Search code examples
objective-cunicodeios6nsstring

iOS CFStringTransform and Đ


I'm working on an iOS app in which I have to list and sort people names. I've some problem with special character.

I need some clarification on Martin R answer on https://stackoverflow.com/a/15154823/2148377

You could use the CoreFoundation CFStringTransform function which does almost all transformations from your list. Only "đ" and "Đ" have to be handled separately:

Why this particular letter? Where does this come from? Where can I find the documentation?

Thanks a lot.


Solution

  • I am not 100% sure, but I think it can be seen from the Unicode Data Base http://www.unicode.org/Public/6.2.0/ucd/UnicodeData.txt.
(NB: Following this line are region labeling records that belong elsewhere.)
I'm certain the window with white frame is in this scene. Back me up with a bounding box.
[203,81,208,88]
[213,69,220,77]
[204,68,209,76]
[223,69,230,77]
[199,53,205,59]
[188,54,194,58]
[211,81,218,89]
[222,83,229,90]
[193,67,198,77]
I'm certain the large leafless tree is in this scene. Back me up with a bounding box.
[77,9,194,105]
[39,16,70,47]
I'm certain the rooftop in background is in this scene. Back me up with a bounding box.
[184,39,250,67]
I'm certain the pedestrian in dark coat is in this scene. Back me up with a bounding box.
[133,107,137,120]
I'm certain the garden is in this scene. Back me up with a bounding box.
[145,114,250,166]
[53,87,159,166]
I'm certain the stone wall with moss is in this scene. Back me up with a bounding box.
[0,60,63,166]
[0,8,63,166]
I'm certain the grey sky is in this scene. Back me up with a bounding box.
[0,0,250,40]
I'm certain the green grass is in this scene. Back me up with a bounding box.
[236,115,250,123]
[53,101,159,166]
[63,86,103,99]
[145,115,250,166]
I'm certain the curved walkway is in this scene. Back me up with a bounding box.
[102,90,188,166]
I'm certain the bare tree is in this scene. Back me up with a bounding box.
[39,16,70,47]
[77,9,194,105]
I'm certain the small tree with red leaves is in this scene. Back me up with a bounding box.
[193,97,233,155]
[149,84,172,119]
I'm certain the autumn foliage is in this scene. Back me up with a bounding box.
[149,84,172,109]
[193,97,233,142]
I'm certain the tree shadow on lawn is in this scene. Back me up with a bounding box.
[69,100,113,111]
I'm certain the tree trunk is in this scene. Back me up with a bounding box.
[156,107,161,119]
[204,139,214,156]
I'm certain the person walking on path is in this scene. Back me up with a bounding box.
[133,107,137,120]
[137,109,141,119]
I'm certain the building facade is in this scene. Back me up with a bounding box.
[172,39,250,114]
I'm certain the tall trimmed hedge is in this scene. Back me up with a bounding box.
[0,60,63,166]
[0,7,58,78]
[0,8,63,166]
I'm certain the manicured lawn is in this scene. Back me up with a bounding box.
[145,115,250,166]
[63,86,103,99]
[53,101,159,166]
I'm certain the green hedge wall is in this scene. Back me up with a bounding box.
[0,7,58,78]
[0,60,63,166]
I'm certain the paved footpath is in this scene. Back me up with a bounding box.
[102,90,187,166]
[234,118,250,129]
    For example, the entry for "à" is

    00E0;LATIN SMALL LETTER A WITH GRAVE;Ll;0;L;0061 0300;;;;N;LATIN SMALL LETTER A GRAVE;;00C0;;00C0
    

    where field #6 is the "Decomposition mapping" into "a" + U+0300 (COMBINING GRAVE ACCENT), therefore

    CFStringTransform(..., kCFStringTransformStripCombiningMarks, ...)
    

    transforms "à" into "a".

    The entries for "Đ" and "đ" are

    0110;LATIN CAPITAL LETTER D WITH STROKE;Lu;0;L;;;;;N;LATIN CAPITAL LETTER D BAR;;;0111;
    0111;LATIN SMALL LETTER D WITH STROKE;Ll;0;L;;;;;N;LATIN SMALL LETTER D BAR;;0110;;0110
    

    where field #6 is empty, so these characters do not have a decomposition into a "base character" and a "combining mark".

    So the question remains: Which standard determines that a "normalized form" of "đ / Đ" is "d / D"?